CS360 Lecture notes -- Setjmp

  • Jim Plank
  • Directory: /blugreen/homes/plank/cs360/notes/Setjmp
  • Lecture notes: http://www.cs.utk.edu/~plank/plank/classes/cs360/360/notes/Setjmp/lecture.html

    setjmp()/longjmp()

    Setjmp() and longjmp() are subroutines that let you perform complex flow-of-control in C/Unix.

    One of the keys to understanding setjmp() and longjmp() is to understand machine layout, as described in the assembler and malloc lectures of the past few weeks. The state of a program depends completely on the contents of its memory (i.e. the code, globals, heap, and stack), and the contents of its registers. The contents of the registers includes the stack pointer (sp), frame pointer (fp), and program counter (pc). What setjmp() does is save the contents of the registers so that longjmp() can restore them later.

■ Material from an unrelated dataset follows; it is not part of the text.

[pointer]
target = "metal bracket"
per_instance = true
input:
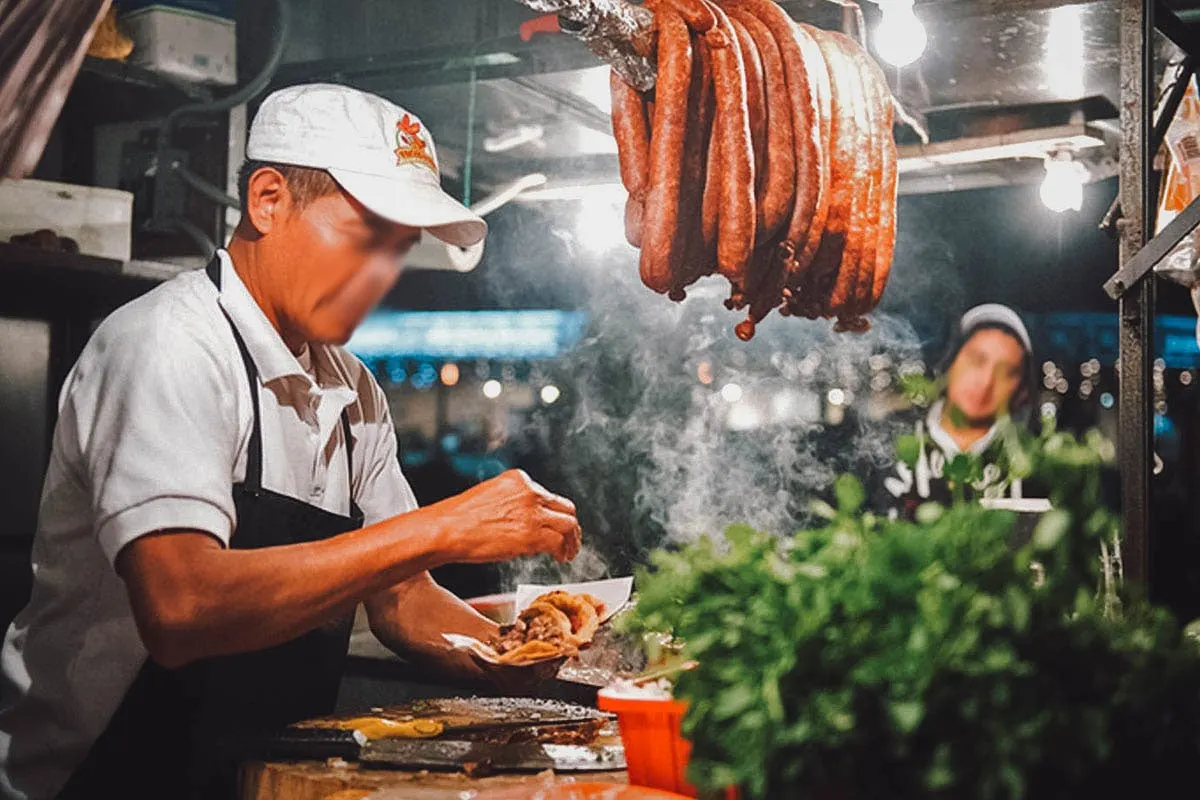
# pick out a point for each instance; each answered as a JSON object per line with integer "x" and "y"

In this way, longjmp() ``returns'' to the state of the program when setjmp() was called.

    Specifically:

    #include < setjmp.h >
    int setjmp(jmp_buf env);
    
    This says to save the current state of the registers into env. If you look in /usr/include/setjmp.h, you'll see that jmp_buf is defined as:
    #define _JBLEN  9
    typedef struct { int _jb[_JBLEN + 1]; } jmp_buf[1];
    
    This is an irritating way of saying that jmp_buf is an array of _JBLEN+1 integers.

    So, when you call setjmp(), you pass it the address of an array of integers, and it stores the value of the registers in that array. Setjmp() returns 0 when you call it in this way.

    longjmp(jmp_buf env, int val);
    
    Longjmp() resets the registers to the values saved in env. This includes the sp, fp and pc. What this means is that longjmp() doesn't return. Instead, when you call it, you return as if you have just called the setjmp() call that saved env. This is because the pc is restored along with the other registers. Setjmp() returns the val argument of longjmp(), which is not allowed to be zero (read the man page). Thus, you know when setjmp() returns a non-zero value that longjmp() was called, and is returning to setjmp().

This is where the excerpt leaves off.